Exercise. If $\tan(\theta)=\frac{x}{4}$, determine an expression for $\sin(\theta)$.

Proof. Since $\tan(\theta)=\frac{\sin(x)}{\cos(x)}$, we have
$$4\sin(x)=x\cos(x)$$
Square both sides, we have
$$16\sin^2(x)=x^2\cos^2(x)=x^2(1-\sin^2(x)),$$
which gives us
$$(16+x^2)\sin^2(x)=x^2.$$
Hence, $$\sin(x)=\frac{\pm x}{\sqrt{16+x^2}}.$$

Exercise. If $\sin(\theta)=\frac{3}{5}$, what is the value of $\sin(2\theta)$?

Proof. To calculate $\sin(2\theta)$, use the formula $\sin(2\theta)=2\sin(x)\cos(x)$. We have $\sin(2\theta)=2\sin(x)(\pm\sqrt{1-\sin^2(x)})=\pm 2\times\frac{3}{5}\sqrt{1-(\frac{3}{5})^2}=\pm\frac{24}{25}$.

Exercise.

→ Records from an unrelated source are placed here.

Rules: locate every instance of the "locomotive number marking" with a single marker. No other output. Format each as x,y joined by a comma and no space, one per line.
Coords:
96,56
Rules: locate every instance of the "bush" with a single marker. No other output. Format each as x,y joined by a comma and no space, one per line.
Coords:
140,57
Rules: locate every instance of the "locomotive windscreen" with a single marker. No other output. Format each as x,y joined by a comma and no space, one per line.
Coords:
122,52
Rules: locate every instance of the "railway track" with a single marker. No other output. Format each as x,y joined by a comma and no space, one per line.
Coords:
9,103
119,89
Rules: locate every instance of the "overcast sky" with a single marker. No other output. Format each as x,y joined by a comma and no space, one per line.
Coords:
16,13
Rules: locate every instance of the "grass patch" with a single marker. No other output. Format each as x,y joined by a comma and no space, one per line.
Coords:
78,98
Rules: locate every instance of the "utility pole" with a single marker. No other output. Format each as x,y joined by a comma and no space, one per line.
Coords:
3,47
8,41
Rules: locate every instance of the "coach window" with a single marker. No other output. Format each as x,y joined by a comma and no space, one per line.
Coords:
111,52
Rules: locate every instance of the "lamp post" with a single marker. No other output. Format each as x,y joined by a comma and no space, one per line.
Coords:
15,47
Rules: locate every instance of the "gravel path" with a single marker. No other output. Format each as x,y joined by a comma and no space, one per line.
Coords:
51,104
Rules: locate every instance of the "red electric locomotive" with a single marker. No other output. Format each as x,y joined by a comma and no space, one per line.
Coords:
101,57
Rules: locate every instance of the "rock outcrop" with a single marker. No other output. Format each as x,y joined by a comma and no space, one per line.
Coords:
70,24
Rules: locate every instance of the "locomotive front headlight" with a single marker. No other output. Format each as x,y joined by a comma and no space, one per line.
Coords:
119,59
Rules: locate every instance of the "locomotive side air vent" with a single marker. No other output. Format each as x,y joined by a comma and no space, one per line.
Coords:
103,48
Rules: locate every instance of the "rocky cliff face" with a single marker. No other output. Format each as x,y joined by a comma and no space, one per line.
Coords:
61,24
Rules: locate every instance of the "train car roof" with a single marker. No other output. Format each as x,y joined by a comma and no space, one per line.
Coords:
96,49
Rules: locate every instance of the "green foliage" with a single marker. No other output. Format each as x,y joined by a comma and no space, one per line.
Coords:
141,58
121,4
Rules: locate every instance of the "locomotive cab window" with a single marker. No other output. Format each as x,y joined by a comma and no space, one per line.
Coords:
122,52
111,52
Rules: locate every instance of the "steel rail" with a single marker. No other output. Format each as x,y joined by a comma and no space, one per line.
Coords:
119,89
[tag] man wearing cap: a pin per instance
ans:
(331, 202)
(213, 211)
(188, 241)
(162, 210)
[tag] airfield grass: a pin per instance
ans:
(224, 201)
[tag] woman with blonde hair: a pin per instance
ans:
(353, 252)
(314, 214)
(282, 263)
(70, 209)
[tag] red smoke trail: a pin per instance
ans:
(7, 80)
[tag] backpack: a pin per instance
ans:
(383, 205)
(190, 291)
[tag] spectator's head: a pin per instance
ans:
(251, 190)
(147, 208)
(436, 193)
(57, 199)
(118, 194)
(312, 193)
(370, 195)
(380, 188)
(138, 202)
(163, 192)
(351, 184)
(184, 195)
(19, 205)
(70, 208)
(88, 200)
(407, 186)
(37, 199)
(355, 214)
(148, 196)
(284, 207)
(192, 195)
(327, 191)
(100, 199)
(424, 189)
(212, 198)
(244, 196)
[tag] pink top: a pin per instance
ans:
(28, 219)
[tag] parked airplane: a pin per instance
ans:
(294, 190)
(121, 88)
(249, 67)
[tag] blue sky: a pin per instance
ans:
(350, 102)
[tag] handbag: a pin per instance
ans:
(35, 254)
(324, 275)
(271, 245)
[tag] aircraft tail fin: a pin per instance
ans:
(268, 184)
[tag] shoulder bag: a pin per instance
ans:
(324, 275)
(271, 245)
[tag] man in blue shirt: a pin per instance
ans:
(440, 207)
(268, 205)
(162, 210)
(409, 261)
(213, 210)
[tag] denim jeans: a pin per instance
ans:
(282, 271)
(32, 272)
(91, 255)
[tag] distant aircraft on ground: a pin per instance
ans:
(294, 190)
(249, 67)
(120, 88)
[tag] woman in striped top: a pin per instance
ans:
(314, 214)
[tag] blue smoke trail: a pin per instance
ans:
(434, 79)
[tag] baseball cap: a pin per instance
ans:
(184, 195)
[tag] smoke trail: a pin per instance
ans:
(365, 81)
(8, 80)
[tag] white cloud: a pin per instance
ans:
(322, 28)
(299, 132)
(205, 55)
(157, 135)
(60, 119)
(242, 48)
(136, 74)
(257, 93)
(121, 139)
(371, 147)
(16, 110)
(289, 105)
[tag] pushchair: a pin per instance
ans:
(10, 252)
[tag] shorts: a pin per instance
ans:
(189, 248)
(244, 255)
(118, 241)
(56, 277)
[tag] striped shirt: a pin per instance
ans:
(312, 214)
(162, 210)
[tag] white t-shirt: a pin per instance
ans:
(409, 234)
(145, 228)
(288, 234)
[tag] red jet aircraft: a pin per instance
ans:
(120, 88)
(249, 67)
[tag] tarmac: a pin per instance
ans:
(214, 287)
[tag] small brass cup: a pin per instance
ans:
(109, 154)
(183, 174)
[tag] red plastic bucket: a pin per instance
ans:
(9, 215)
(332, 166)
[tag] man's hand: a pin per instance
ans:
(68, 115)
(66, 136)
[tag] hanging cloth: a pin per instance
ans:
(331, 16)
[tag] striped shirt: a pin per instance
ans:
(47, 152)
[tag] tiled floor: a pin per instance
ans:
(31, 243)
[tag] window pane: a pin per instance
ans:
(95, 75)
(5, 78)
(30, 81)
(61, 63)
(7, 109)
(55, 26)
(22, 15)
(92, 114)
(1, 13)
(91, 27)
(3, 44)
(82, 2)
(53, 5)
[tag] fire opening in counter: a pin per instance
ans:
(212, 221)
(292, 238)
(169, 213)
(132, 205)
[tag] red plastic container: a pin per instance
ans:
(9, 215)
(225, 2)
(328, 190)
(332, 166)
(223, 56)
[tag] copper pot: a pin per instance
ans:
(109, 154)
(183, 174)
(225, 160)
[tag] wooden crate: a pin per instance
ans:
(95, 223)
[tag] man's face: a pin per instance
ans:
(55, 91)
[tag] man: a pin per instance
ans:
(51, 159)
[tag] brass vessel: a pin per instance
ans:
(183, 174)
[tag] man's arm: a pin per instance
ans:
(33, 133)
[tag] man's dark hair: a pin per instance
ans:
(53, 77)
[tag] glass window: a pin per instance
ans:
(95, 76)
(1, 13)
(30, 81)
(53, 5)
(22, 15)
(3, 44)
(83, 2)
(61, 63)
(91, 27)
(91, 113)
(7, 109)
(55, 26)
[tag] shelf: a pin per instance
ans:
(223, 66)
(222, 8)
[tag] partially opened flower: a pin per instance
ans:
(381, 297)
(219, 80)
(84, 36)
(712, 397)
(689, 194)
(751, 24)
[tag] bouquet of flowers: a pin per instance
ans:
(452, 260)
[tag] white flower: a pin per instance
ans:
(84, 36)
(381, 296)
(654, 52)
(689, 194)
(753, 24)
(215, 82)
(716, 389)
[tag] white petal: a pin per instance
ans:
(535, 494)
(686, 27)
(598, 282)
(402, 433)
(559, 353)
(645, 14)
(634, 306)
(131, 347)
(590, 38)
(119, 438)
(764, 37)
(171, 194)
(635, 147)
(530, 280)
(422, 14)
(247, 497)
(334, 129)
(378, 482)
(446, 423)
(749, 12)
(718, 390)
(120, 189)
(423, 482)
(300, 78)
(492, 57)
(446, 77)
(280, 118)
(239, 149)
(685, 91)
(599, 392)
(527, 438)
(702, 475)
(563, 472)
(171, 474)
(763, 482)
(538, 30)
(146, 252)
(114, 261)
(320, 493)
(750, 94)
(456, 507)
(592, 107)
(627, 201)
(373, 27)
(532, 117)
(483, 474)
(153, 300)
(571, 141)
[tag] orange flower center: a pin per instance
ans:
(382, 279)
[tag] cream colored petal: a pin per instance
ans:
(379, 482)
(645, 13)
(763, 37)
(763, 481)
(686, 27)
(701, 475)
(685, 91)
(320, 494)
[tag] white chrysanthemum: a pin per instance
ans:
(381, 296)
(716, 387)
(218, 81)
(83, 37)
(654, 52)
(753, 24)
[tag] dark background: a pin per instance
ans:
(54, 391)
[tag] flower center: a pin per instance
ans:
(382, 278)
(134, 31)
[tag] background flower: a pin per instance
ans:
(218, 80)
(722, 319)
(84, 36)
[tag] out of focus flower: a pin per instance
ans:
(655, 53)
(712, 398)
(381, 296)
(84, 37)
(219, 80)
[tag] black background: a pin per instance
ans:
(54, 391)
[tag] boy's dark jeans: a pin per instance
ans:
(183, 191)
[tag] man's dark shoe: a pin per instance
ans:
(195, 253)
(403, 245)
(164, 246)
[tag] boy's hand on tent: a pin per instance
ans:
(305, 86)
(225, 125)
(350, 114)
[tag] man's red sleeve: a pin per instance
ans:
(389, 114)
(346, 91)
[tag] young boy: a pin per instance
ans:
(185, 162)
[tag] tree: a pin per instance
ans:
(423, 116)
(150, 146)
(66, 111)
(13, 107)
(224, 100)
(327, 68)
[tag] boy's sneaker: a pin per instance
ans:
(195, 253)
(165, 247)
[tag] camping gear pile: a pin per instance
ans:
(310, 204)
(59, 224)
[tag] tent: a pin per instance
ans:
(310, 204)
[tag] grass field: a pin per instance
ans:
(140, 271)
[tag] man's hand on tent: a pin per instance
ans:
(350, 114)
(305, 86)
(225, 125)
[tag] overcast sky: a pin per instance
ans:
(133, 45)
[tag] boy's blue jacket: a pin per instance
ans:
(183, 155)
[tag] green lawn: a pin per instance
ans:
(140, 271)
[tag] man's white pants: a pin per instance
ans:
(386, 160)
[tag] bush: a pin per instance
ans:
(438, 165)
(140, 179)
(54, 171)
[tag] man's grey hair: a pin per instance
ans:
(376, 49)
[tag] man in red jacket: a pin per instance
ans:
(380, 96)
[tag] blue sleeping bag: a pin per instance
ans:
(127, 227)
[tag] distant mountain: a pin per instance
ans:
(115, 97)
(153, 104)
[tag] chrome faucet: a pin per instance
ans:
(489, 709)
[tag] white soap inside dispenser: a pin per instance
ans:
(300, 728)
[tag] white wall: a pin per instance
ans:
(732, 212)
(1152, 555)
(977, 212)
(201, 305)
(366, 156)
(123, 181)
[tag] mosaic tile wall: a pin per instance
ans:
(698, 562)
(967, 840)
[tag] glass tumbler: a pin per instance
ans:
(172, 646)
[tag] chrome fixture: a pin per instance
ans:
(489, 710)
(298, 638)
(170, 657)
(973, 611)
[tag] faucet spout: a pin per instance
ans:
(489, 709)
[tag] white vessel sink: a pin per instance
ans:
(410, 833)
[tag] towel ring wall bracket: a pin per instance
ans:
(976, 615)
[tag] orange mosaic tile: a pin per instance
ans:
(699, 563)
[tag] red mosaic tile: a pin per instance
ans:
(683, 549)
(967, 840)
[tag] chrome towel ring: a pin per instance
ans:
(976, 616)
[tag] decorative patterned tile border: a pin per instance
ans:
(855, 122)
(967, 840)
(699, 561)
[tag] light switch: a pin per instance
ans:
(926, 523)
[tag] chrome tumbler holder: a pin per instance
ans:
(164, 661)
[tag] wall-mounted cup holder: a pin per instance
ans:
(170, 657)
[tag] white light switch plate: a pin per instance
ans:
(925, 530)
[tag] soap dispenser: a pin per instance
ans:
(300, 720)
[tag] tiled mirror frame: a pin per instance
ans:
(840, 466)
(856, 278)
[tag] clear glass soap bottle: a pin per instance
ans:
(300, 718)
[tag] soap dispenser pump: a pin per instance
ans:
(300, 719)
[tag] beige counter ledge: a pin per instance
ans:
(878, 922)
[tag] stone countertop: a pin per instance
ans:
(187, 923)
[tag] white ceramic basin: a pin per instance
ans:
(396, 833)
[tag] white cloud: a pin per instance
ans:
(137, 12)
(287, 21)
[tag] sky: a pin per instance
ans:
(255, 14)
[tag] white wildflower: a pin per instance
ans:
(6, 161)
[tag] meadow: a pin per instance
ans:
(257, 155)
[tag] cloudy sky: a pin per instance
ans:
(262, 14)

Evaluate each of the following:

1. $\sin\left(\frac{\pi}{6}\right)$
2. $\cos\left(\frac{\pi}{4}\right)$
3. $\sec\left(\frac{\pi}{3}\right)$

Proof.

1. $\sin\left(\frac{\pi}{6}\right)=\frac{1}{2}$
2. $\cos\left(\frac{\pi}{4}\right)=\frac{\sqrt{2}}{2}$
3. $\sec\left(\frac{\pi}{3}\right)=\frac{1}{\cos\left(\frac{\pi}{3}\right)}=\frac{1}{\frac{1}{2}}=2$

Exercise. Determine an exact value of $\sin\left(\frac{7\pi}{12}\right)$

Proof. \begin{aligned}\sin\left(\frac{7\pi}{12}\right)&=\sin\left(\frac{\pi}{4}+\frac{\pi}{3}\right)\\&=\sin\left(\frac{\pi}{4}\right)\cos\left(\frac{\pi}{3}\right)+\cos\left(\frac{\pi}{4}\right)\sin\left(\frac{\pi}{3}\right)\\&=\frac{\sqrt{2}}{2}\frac{1}{2}+\frac{\sqrt{2}}{2}\frac{\sqrt{3}}{2}\\&=\frac{\sqrt{2}+\sqrt{6}}{4}\end{aligned}.